September 8, 2015
Daniels and Brown: China's Energy Security Achilles Heel: Middle Eastern Oil
While recent turbulence in the Chinese economy has caused investors and pundits much concern, observers may be missing another critical threat to both Chinese and world markets. Soaring Chinese oil consumption and turmoil in the Middle East have been central, and seemingly irrevocable, features of the global energy landscape in recent years. But China's outsized and growing reliance on crude oil imports from this increasingly turbulent region leave the world's largest crude importer highly exposed to the adverse effects of a major supply disruption. The Middle East's precarious security situation and fragile political balance constitute serious threats to China's energy security and, by extension, the stability of global markets.
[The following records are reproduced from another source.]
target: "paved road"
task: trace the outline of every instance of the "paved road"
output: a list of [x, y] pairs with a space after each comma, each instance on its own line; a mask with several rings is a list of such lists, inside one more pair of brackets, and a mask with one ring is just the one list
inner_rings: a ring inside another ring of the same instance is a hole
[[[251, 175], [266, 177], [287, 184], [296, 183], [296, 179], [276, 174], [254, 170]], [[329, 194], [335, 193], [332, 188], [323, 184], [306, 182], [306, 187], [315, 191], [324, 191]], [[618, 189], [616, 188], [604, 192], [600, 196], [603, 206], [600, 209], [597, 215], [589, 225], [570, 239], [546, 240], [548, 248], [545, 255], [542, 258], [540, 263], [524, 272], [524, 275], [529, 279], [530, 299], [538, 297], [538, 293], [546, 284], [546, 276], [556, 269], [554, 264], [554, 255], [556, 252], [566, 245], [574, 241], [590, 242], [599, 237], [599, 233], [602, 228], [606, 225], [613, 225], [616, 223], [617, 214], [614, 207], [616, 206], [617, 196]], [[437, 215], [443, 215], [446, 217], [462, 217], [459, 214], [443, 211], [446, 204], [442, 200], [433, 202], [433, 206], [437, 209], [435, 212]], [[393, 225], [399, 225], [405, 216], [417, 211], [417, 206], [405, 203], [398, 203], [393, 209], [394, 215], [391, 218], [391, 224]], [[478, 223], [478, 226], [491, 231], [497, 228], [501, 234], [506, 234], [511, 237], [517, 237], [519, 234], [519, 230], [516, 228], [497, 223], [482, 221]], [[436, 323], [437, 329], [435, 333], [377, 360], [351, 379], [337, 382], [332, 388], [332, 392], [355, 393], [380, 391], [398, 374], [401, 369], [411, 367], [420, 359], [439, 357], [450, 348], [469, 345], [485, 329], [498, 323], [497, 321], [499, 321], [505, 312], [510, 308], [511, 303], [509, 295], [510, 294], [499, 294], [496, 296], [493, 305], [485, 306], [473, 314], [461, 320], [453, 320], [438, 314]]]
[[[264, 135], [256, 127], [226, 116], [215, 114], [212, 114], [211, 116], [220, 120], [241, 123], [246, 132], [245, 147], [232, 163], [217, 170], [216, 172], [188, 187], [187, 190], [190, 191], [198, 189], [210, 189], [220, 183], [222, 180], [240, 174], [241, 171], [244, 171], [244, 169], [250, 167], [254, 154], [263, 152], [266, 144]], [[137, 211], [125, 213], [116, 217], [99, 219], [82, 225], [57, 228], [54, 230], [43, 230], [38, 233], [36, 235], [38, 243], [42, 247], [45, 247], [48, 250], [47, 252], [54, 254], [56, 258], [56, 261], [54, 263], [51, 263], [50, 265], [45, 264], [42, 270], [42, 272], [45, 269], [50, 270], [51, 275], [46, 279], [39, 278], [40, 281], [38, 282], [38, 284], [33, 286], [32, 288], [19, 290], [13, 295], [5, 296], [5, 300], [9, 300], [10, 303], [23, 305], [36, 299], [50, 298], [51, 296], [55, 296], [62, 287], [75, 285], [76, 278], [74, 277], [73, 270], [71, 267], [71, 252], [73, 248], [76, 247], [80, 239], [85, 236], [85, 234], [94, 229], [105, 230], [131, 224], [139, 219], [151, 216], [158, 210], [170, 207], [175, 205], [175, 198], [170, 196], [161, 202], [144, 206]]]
China is thirsty for crude oil. The world’s most populous country consumed over 11 million barrels per day (mbd) and accounted for over one third of global oil demand growth last year. It is reliant on imports for 60 percent of its crude oil needs, and that reliance is growing as China’s demand growth has outpaced the country’s lagging domestic production growth. While the “new normal” rate of economic growth in China is expected to cut into crude oil demand growth, Chinese consumption is still projected to exceed 13 mbd by 2020. This sustained demand growth ensures that China will remain one of the largest and most sought-after crude oil markets on the planet, with suppliers from Caracas to Moscow jockeying to increase their market share in the Middle Kingdom. Despite the best efforts of producers like Russia, China will continue to be disproportionately reliant on imports from the Middle East. In 2014, Middle Eastern crude accounted for over half of total Chinese imports, a share that is unlikely to decrease in a meaningful way given current market trends.